Anyone Can Whistle @ Jermyn Street Theatre, London

cast list
Issy van Randwyck, Alistair Robins, Leo Andrew, Karl Moffatt, Nick Trumble, Rosalie Craig, Sophie Jug, Richard Colvin, Lloyd Gorman, Deborah Hewitt, Elizabeth Reid, Rhiannon Sommers, Jessica Adair/Martha Tipper, David Ricardo-Pearce

directed by
Tom Littler

musical direction by
Tom Attwood
In case you hadn’t noticed, this year sees the 80th birthday of Stephen Sondheim and we’re in for a slew of celebrations over the coming months.

If not starting at the very beginning, things kick off with a revival of the composer’s early Arthur Laurents collaboration Anyone Can Whistle at the Jermyn Street Theatre.

At what point does a work reputed to be “ahead of its time” slip into datedness without ever having arrived? The show famously opened and closed in nine days in 1964 and Tom Littler’s production gives us some clues as to why it’s never had a full West End staging or an enduring run anywhere.

Sondheim has always been accused of trying to be clever, and he usually is, but here he’s stuck in the goo, in a stew, dramaturgically-speaking. It’s all very heavy-handed, emphasised by Littler’s production, which seeks to draw the strongest possible parallels with what was starting to happen in Germany at the time of the depression-hit setting.

In a backwoods small-town, a corrupt bureaucracy invents a “miracle” to stave off bankruptcy. It is then whirled into confusion by an anarchist agitator who, posing as a doctor, jumbles up lunatics (quaintly referred to as Cookies from the Cookie Jar) and ordinary folk. Everything’s topsy-turvy, people play symbols and symbols play symbols, leaving the audience as baffled as most of the characters.

Clarity of storytelling isn’t a factor (although Littler worked on Trevor Nunn’s crystalline A Little Night Music, little seems to have rubbed off in this respect).
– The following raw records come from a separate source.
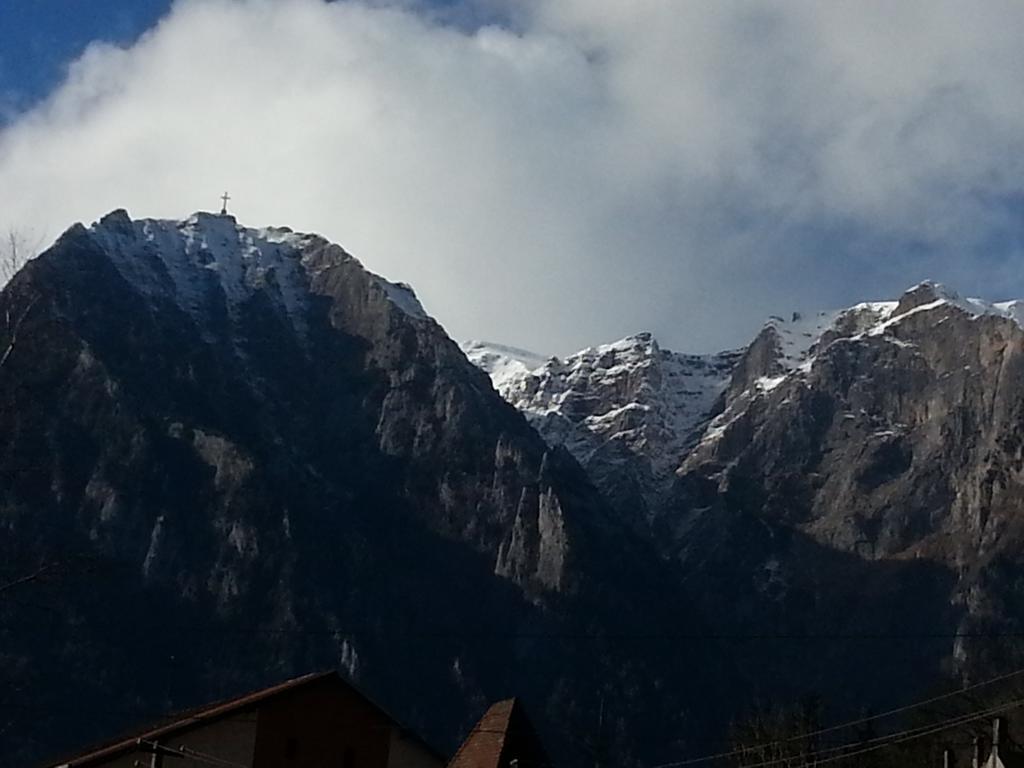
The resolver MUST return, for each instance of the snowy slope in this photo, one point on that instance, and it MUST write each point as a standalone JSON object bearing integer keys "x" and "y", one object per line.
{"x": 629, "y": 401}
{"x": 798, "y": 342}
{"x": 210, "y": 266}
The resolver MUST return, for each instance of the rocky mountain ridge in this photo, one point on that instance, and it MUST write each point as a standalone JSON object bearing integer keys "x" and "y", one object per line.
{"x": 273, "y": 461}
{"x": 858, "y": 476}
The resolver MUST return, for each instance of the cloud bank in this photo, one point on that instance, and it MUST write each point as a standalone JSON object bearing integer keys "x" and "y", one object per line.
{"x": 554, "y": 173}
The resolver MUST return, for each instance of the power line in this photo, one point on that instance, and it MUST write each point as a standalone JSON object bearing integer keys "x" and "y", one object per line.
{"x": 852, "y": 723}
{"x": 829, "y": 755}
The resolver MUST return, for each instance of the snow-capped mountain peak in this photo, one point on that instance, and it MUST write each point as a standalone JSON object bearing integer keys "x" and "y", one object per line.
{"x": 210, "y": 265}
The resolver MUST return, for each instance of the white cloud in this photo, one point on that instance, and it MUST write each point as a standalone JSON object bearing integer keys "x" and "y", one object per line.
{"x": 605, "y": 168}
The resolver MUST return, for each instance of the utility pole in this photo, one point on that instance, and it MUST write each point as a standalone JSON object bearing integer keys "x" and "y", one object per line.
{"x": 600, "y": 748}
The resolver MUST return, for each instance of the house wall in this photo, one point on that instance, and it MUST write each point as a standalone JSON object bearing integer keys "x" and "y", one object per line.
{"x": 407, "y": 752}
{"x": 231, "y": 739}
{"x": 327, "y": 726}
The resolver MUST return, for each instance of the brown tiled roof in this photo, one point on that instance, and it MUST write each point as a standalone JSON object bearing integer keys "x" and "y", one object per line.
{"x": 210, "y": 713}
{"x": 503, "y": 735}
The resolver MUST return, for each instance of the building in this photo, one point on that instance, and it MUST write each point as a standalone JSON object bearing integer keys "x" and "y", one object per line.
{"x": 312, "y": 721}
{"x": 503, "y": 738}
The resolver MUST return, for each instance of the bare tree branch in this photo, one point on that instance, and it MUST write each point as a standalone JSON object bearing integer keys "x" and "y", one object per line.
{"x": 29, "y": 578}
{"x": 12, "y": 329}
The pocket-sized stage fair bulges with frantic activity. It’s a good rule for fringe companies with tiny budgets to cut the trappings and focus on the action. Art is much more interesting when abstract rather than when trying to be representational with insufficient means.

A talented bunch of actor-musicians work hard to put across Sondheim’s dazzling lyrics and memorable tunes (the title song, “Everybody Says Don’t” and “There Won’t Be Trumpets” are all familiar from Side by Side by Sondheim and there’s plenty else beside).

Sondheim completists may have to await the outcome of next month’s off-Broadway series of concerts to see if, stripped down and musically-focused, Anyone Can Whistle is anything more than a collection of great songs.